O cantor protagonizou, durante nove anos, o programa Zoombido no Canal Brasil. Recebeu mais de 240 artistas. Em um cenário que se compunha em uma sala de espelhos, Moska entrevistava e cantava versões exclusivas, cada um com seu próprio instrumento, com os artistas convidados.

O compositor se destaca na cena da Música Popular Brasileira com suas canções existencialistas e românticas. Esteve em trilhas sonoras de novelas como “Da Cor do Pecado”, “Fim do Mundo”, “Malhação” e outras.

“Fui uma criança colecionadora de tudo, selos, moedas, figurinhas, maços de cigarros, caixas de fósforos, chaveiros, pedras, placas, revistas, foto… Apesar desse excesso de objetos, sempre fui muito organizado e catalogava tudo, observando os detalhes de cada item e me deixando levar para onde eles me indicassem. Na adolescência, comecei a escutar todo tipo de música, porque eu tenho irmãos mais velhos que tinham gostos musicais bem distintos e fui crescendo nessa diversidade. Na vida adulta me deparei com a Filosofia, História da Arte e com os quadrinhos. Acho que sempre tive um olhar poético em construção e privilegiei mais o afeto que o intelecto, valorizando mais o sentido ao invés do significado. Não aceitei o mundo do jeito que me foi apresentado, tive que inventar o meu”.

“Moska”
Paulinho responde que seu nome artístico veio de um apelido de escola. 

“O meu apelido vem da escola, quando eu tinha 15 anos e comecei a fazer teatro. Um dia, num exercício de improviso no palco, eu imitei uma mosca que os amigos adoraram e tive de repetir a "careta" por muitos dias. O Paulinho que fazia a mosca virou Moska. “Nos primeiros festivais de música intercolegiais, meus amigos levaram cartazes para torcer por mim e neles estava escrito meu apelido. Acabou ficando assim”.

“É tudo Novo de Novo”?

Questionado, em referência a sua música de sucesso, ele afirma que é tudo novo de novo. “Sempre. A vida é feita de ineditismo, os dias nunca se repetem. Cada instante é único e efêmero. O mundo está mudando desde que nasceu, há bilhões de anos. E se a natureza se transforma o tempo todo, por que nossa rápida existência não seria também um processo de mutação constante? O tempo, que é a matéria prima da vida, nos ensina que nada é fixo, nada é estável.
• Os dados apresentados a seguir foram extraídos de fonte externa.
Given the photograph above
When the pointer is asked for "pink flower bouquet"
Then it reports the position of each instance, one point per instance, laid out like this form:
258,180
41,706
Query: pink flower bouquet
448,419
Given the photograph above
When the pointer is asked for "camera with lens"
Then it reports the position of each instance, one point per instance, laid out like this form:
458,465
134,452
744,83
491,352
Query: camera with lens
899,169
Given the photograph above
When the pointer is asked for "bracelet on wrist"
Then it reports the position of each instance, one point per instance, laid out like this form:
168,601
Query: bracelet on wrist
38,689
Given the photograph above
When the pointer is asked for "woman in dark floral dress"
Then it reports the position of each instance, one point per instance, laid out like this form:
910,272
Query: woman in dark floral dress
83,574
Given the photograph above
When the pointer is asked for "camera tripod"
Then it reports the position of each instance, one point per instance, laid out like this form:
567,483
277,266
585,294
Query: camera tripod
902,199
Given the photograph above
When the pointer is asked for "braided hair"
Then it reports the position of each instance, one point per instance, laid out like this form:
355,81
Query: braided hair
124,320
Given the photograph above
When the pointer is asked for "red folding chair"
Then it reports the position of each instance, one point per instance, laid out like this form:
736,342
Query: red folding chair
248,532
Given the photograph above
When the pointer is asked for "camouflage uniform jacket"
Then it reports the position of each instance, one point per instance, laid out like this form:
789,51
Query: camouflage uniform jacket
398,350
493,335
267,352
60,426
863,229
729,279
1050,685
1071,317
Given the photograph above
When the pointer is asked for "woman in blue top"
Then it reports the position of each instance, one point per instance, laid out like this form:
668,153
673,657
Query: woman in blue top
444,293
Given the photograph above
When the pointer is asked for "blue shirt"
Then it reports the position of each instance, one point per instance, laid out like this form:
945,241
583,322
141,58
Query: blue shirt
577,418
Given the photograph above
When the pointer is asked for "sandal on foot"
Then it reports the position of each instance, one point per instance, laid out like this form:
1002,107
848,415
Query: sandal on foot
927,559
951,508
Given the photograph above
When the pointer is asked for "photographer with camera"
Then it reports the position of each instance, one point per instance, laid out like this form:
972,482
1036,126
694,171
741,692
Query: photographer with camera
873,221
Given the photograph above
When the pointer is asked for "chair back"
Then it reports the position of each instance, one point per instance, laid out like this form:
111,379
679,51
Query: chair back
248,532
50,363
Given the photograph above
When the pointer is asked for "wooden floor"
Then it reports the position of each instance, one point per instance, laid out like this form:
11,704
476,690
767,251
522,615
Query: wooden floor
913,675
Então eu pretendo continuar surfando entre a memória e o sonho, entre o passado e futuro no presente mutante.”

“E se hoje fosse o Último dia”?

Música de sucesso do Pop Rock brasileiro, Paulinho respondeu à pergunta que também está na primeira estrofe da música Último Dia.

“Hoje é o último dia em si. Amanhã será outro dia inédito e último em si mesmo também. Longe de se desesperar com a possibilidade do fim, essa referida canção e esse pensamento deve nos estimular a recomeçar sempre. Viver e pensar assim fez com que eu buscasse a cada instante minha alegria de estar no mundo. Ninguém sabe o dia que vai morrer. Melhor viver criativamente enquanto é possível”.